Correspondingly, tourist receipts rose by 18.8%, contributing RM82.1 billion to the country’s revenue against RM69.1 billion in 2015, which translates to an average per capita expenditure of RM3.068.2. Total receipts in shopping also recorded positive growth, with RM26 billion in 2016 compared to RM21.6 billion in 2015, an increase of 20.3%. The average length of stay of a tourist increased 0.4% in 2016 to 5.9 nights.

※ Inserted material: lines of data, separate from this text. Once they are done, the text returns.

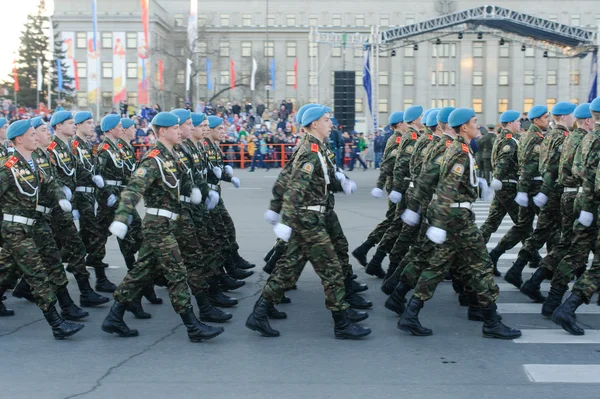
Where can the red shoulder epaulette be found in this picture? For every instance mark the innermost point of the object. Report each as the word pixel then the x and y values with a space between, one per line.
pixel 11 162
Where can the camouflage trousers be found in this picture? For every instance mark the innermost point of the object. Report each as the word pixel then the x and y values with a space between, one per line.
pixel 69 241
pixel 20 256
pixel 464 250
pixel 502 204
pixel 159 256
pixel 309 242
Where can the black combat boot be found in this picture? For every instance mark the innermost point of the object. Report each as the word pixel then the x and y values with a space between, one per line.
pixel 103 284
pixel 88 297
pixel 531 287
pixel 397 300
pixel 374 267
pixel 198 331
pixel 23 290
pixel 410 319
pixel 61 329
pixel 345 329
pixel 69 310
pixel 513 275
pixel 494 328
pixel 258 319
pixel 208 313
pixel 564 315
pixel 361 252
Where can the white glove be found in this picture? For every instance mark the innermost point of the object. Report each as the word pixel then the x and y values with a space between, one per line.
pixel 411 218
pixel 98 181
pixel 65 205
pixel 68 193
pixel 282 231
pixel 586 218
pixel 540 200
pixel 496 185
pixel 112 200
pixel 522 199
pixel 271 217
pixel 196 196
pixel 377 192
pixel 436 235
pixel 119 229
pixel 395 197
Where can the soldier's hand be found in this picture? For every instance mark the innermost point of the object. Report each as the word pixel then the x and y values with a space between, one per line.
pixel 119 229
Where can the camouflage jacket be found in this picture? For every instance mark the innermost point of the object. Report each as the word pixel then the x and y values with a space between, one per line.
pixel 529 159
pixel 570 148
pixel 550 153
pixel 505 160
pixel 386 168
pixel 156 180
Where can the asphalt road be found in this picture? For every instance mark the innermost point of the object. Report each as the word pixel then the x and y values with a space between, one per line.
pixel 306 361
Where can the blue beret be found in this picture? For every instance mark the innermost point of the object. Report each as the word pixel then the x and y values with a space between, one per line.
pixel 432 117
pixel 82 117
pixel 396 117
pixel 302 110
pixel 37 122
pixel 165 119
pixel 536 111
pixel 444 114
pixel 314 113
pixel 460 116
pixel 60 117
pixel 109 122
pixel 182 114
pixel 413 113
pixel 18 128
pixel 197 118
pixel 214 121
pixel 594 106
pixel 563 108
pixel 509 116
pixel 127 123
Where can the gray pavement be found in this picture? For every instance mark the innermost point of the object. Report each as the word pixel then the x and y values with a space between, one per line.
pixel 306 361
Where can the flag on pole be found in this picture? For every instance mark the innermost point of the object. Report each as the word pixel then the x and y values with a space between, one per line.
pixel 253 78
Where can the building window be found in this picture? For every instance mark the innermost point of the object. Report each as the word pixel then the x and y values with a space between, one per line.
pixel 81 40
pixel 107 69
pixel 224 49
pixel 132 70
pixel 477 49
pixel 246 49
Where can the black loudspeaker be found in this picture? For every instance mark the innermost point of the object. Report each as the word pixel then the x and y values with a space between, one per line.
pixel 344 99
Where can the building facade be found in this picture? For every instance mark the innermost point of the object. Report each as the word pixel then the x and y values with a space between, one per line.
pixel 483 72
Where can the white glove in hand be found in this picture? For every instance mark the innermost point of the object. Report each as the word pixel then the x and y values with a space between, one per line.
pixel 282 231
pixel 395 197
pixel 119 229
pixel 540 200
pixel 196 196
pixel 436 235
pixel 496 185
pixel 586 218
pixel 522 199
pixel 271 217
pixel 377 192
pixel 411 218
pixel 98 181
pixel 65 205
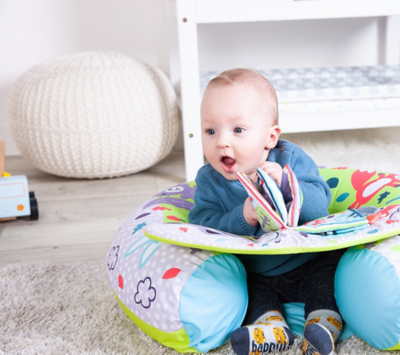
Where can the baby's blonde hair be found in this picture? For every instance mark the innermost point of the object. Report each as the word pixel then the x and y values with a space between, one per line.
pixel 251 77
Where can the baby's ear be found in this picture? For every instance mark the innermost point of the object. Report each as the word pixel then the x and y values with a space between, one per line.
pixel 273 136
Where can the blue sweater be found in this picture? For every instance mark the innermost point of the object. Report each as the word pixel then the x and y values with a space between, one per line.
pixel 218 203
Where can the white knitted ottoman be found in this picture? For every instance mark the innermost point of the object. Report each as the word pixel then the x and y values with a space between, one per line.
pixel 93 115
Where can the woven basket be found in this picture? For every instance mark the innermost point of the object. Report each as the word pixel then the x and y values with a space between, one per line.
pixel 93 115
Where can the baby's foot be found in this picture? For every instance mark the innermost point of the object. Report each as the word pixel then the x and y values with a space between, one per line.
pixel 323 328
pixel 269 333
pixel 318 340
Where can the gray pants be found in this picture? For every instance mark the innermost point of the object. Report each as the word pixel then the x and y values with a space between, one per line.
pixel 311 283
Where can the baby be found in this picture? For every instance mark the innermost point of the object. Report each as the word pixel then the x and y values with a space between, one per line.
pixel 240 132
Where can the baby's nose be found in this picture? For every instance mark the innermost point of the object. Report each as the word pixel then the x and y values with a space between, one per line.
pixel 223 141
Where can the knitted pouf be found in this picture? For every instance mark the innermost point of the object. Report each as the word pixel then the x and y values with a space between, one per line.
pixel 93 115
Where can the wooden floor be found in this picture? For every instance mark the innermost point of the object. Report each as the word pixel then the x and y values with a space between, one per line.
pixel 79 218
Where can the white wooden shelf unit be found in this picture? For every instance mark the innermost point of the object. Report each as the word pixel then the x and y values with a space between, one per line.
pixel 185 15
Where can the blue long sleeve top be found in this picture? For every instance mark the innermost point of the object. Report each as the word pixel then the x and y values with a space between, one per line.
pixel 218 203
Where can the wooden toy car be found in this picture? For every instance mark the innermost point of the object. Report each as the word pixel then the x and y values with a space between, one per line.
pixel 15 198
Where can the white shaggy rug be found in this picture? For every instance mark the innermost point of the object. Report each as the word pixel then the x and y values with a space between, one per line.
pixel 59 309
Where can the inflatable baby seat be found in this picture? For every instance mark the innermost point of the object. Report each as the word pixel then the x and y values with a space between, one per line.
pixel 182 286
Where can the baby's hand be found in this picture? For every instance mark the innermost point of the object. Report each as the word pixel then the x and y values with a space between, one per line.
pixel 272 169
pixel 249 214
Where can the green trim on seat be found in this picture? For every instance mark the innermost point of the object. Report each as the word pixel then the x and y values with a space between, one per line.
pixel 178 340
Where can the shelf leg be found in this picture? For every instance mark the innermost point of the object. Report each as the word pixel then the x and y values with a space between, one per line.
pixel 190 86
pixel 392 40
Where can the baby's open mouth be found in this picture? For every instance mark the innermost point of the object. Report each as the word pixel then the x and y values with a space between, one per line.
pixel 228 163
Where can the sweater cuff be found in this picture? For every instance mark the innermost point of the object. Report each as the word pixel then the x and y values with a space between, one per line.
pixel 243 226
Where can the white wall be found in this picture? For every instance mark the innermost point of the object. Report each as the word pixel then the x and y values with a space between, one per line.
pixel 32 31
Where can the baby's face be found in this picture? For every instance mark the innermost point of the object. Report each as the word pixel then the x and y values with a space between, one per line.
pixel 236 128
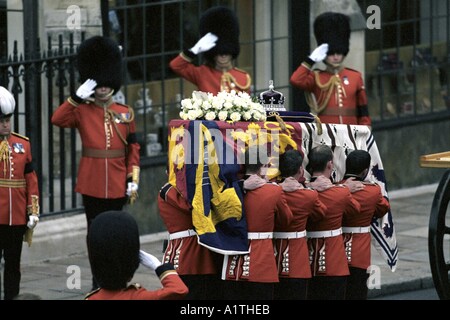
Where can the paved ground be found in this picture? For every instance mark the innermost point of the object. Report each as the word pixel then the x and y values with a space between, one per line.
pixel 68 277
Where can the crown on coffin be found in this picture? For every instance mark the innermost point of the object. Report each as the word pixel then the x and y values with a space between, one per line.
pixel 271 99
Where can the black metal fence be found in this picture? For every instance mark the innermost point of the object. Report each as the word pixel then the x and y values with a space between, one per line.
pixel 40 81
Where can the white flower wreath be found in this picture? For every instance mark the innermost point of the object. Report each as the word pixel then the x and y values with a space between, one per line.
pixel 234 106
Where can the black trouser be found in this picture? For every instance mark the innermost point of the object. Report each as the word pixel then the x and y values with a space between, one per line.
pixel 203 287
pixel 11 239
pixel 327 288
pixel 291 289
pixel 246 290
pixel 93 207
pixel 357 284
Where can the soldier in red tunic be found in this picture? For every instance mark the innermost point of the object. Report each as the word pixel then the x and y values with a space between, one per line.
pixel 19 196
pixel 335 93
pixel 109 167
pixel 291 247
pixel 219 28
pixel 253 275
pixel 356 228
pixel 114 254
pixel 196 265
pixel 326 246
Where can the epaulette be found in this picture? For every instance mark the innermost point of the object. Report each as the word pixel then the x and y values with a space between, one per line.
pixel 134 286
pixel 20 136
pixel 351 69
pixel 86 297
pixel 240 70
pixel 122 104
pixel 164 190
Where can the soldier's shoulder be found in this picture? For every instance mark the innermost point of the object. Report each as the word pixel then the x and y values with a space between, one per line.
pixel 353 70
pixel 134 286
pixel 20 136
pixel 122 105
pixel 240 70
pixel 90 294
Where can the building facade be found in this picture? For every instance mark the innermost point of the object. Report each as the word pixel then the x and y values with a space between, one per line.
pixel 400 46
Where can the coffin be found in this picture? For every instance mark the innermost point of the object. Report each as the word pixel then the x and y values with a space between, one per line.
pixel 204 164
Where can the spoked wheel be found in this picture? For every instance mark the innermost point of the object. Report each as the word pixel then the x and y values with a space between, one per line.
pixel 439 238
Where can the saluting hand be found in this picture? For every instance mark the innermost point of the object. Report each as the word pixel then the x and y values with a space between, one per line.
pixel 32 221
pixel 320 53
pixel 148 260
pixel 207 42
pixel 86 89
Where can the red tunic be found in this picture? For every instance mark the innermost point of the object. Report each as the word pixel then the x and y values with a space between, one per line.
pixel 347 102
pixel 173 289
pixel 18 181
pixel 187 256
pixel 372 204
pixel 101 177
pixel 208 79
pixel 292 254
pixel 339 203
pixel 263 207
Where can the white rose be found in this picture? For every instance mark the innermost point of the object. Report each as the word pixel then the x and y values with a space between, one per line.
pixel 206 105
pixel 210 116
pixel 235 116
pixel 186 103
pixel 192 114
pixel 228 105
pixel 256 115
pixel 247 115
pixel 183 115
pixel 223 115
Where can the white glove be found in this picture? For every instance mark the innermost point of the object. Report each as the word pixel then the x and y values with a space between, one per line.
pixel 132 186
pixel 319 53
pixel 148 260
pixel 86 89
pixel 32 221
pixel 207 42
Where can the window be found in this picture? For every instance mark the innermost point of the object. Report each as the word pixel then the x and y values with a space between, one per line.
pixel 407 61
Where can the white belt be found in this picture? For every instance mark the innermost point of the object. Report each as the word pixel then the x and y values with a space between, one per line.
pixel 324 234
pixel 260 235
pixel 289 235
pixel 182 234
pixel 356 229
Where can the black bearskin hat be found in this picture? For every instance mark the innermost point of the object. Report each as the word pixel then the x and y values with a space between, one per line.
pixel 100 58
pixel 333 28
pixel 113 246
pixel 7 103
pixel 224 23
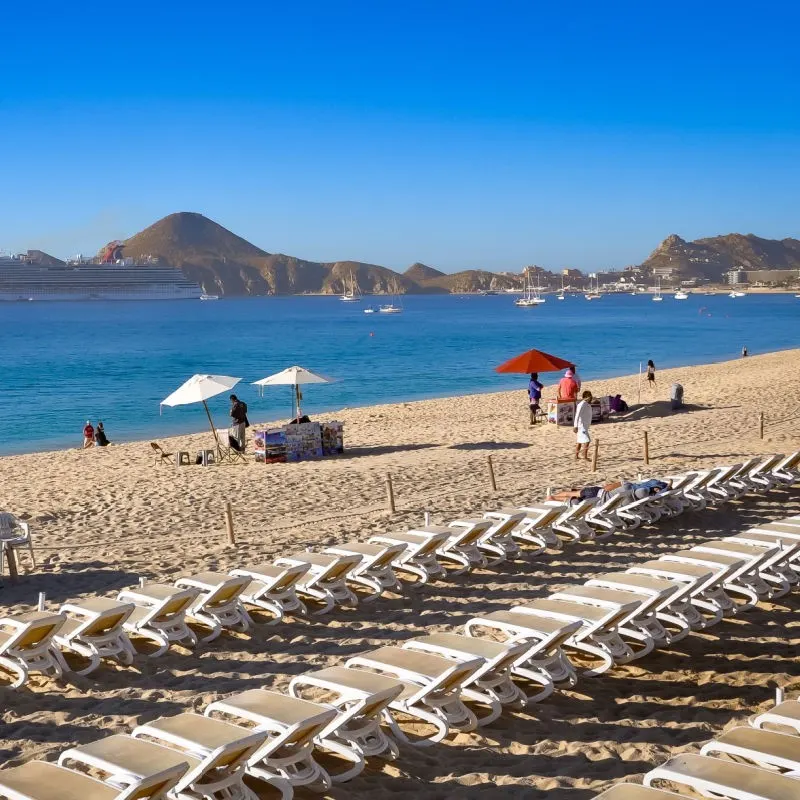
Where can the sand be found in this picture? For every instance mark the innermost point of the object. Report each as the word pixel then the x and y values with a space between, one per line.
pixel 102 518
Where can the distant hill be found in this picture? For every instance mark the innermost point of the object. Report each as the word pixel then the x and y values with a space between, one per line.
pixel 713 257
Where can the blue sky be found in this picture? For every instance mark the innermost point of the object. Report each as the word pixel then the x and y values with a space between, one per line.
pixel 461 134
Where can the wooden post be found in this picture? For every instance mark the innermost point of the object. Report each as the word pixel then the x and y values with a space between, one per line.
pixel 492 480
pixel 390 492
pixel 229 524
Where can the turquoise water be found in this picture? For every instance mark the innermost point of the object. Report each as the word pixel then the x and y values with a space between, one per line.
pixel 64 363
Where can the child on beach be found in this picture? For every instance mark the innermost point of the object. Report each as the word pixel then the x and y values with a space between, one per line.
pixel 583 421
pixel 88 435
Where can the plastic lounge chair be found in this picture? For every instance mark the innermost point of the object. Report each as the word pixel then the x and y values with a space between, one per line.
pixel 159 614
pixel 290 726
pixel 537 527
pixel 785 715
pixel 706 591
pixel 14 534
pixel 642 625
pixel 763 578
pixel 326 577
pixel 493 678
pixel 419 557
pixel 599 634
pixel 362 698
pixel 218 603
pixel 41 780
pixel 433 687
pixel 93 629
pixel 223 750
pixel 26 645
pixel 778 750
pixel 374 571
pixel 272 588
pixel 718 777
pixel 544 661
pixel 787 470
pixel 672 604
pixel 632 791
pixel 498 542
pixel 737 577
pixel 161 456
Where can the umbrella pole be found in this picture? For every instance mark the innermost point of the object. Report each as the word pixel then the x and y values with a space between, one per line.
pixel 213 430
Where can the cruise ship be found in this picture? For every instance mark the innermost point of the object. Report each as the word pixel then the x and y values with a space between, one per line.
pixel 109 276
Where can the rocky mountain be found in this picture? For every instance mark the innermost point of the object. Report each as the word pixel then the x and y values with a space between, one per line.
pixel 224 263
pixel 713 257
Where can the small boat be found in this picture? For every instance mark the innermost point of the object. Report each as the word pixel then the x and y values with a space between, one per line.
pixel 351 292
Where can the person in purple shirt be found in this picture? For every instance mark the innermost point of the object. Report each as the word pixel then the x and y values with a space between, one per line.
pixel 534 395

The top 10 tourist generating markets to Malaysia in 2016 were Singapore (13.3 million), Indonesia (3.1 million), China (2.1), Thailand (1.8 million), Brunei (1.4 million), India (0.64 million), South Korea (0.44 million), the Philippines (0.42 million), Japan (0.41 million) and the United Kingdom (0.40 million).
The ASEAN region continued to be the largest contributor of tourist arrivals with a 75.8% share of the total arrivals. Thailand registered the highest growth of 32.5%, followed by Laos (+27%), Brunei (+22.7%), Indonesia (+9.4%) and Singapore (+2.6%).
The medium-haul markets contributed 18.5% share of Malaysia’s total arrivals. Markets that registered positive growth included China (+26.7%), Saudi Arabia (+24.2%), Iraq (+12.1%), Taiwan (+6.2%) and South Korea (+5.5%).
Tourist arrivals from the long-haul markets reached 5.8% share of the total arrivals to Malaysia.
Malaysia’s stronger tourism performance in 2016 is attributed to improved flight accessibility and travel facilitation, as well as the foreign exchange rate.